EN COMPÉTITION – Christophe Honoré débarque sur la Croisette avec un objet de cinéma singulier, un portrait du clan Deneuve-Mastroianni, interrogeant la notion d’héritage et d’identité.
« Mi sono innamorato di te, Perché non avevo niente da fare… ». Sur cette célèbre balade italienne de Luigi Tenco, Chiara Mastroianni, en robe blanche dans la fontaine de Saint-Sulpice, laisse couler quelques larmes. « Marcello ! Marcello ! ». Elle singe la célèbre scène de la fontaine de La Dolce Vita, poussée par une photographe malpolie, et sa vision pour le moins stéréotypée et bas de gamme du grand classique de Fellini.

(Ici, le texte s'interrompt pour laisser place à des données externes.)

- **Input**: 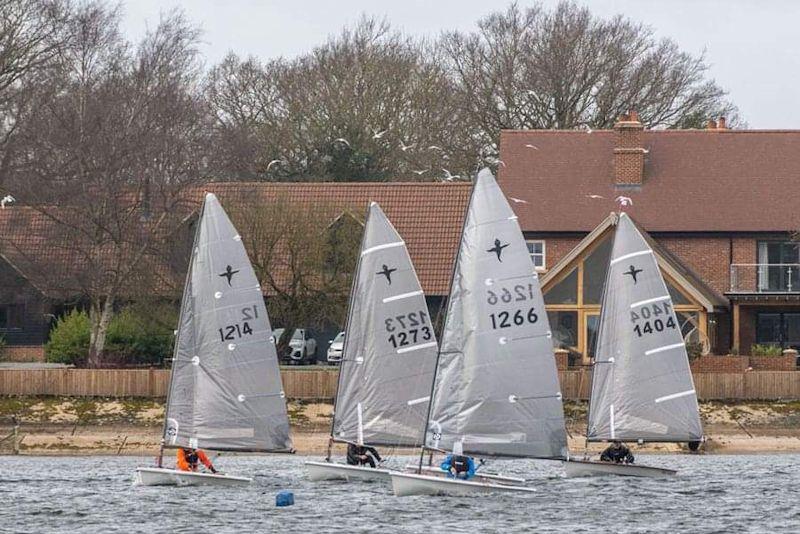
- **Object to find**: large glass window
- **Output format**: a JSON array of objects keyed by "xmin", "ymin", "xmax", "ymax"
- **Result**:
[
  {"xmin": 583, "ymin": 238, "xmax": 611, "ymax": 304},
  {"xmin": 547, "ymin": 311, "xmax": 578, "ymax": 350},
  {"xmin": 756, "ymin": 312, "xmax": 800, "ymax": 349},
  {"xmin": 758, "ymin": 241, "xmax": 800, "ymax": 291},
  {"xmin": 544, "ymin": 269, "xmax": 578, "ymax": 304},
  {"xmin": 526, "ymin": 239, "xmax": 546, "ymax": 271}
]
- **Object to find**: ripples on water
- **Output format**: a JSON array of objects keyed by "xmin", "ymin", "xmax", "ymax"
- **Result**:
[{"xmin": 0, "ymin": 455, "xmax": 800, "ymax": 534}]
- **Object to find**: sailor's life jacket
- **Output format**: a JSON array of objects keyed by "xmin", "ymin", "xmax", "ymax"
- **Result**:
[
  {"xmin": 175, "ymin": 449, "xmax": 214, "ymax": 471},
  {"xmin": 450, "ymin": 456, "xmax": 469, "ymax": 473},
  {"xmin": 440, "ymin": 454, "xmax": 475, "ymax": 480}
]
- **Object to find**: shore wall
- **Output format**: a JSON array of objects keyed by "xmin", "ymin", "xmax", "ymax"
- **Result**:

Quelques jours plus tard, on la retrouve pour un essai face à une Nicole Garcia, impatiente, qui lui lance un : « J’aimerais que tu la refasses, un peu moins Deneuve, un peu plus Mastroianni ». Le « récit » est lancé. Chiara Mastroianni, fille de deux géants du cinéma européen – Catherine Deneuve et Marcello Mastroianni – est la seule héritière d’une filiation (peu) enviable. Les comparaisons sont constantes. Les attentes, dirigées vers son paternel illustre, sont le catalyseur de tous les fantasmes.
Impuissante face au poids de sa lignée, Chiara bascule et devient Marcello. Cheveux gommés, moustache, chapeau et costume noir. Elle est devenue, non pas l’image crachée de son père, mais son père véritablement. Elle adopte ses habitudes, sa vie. Malgré la résistance de ses proches, notamment de sa mère, elle entretient une illusion parfaite.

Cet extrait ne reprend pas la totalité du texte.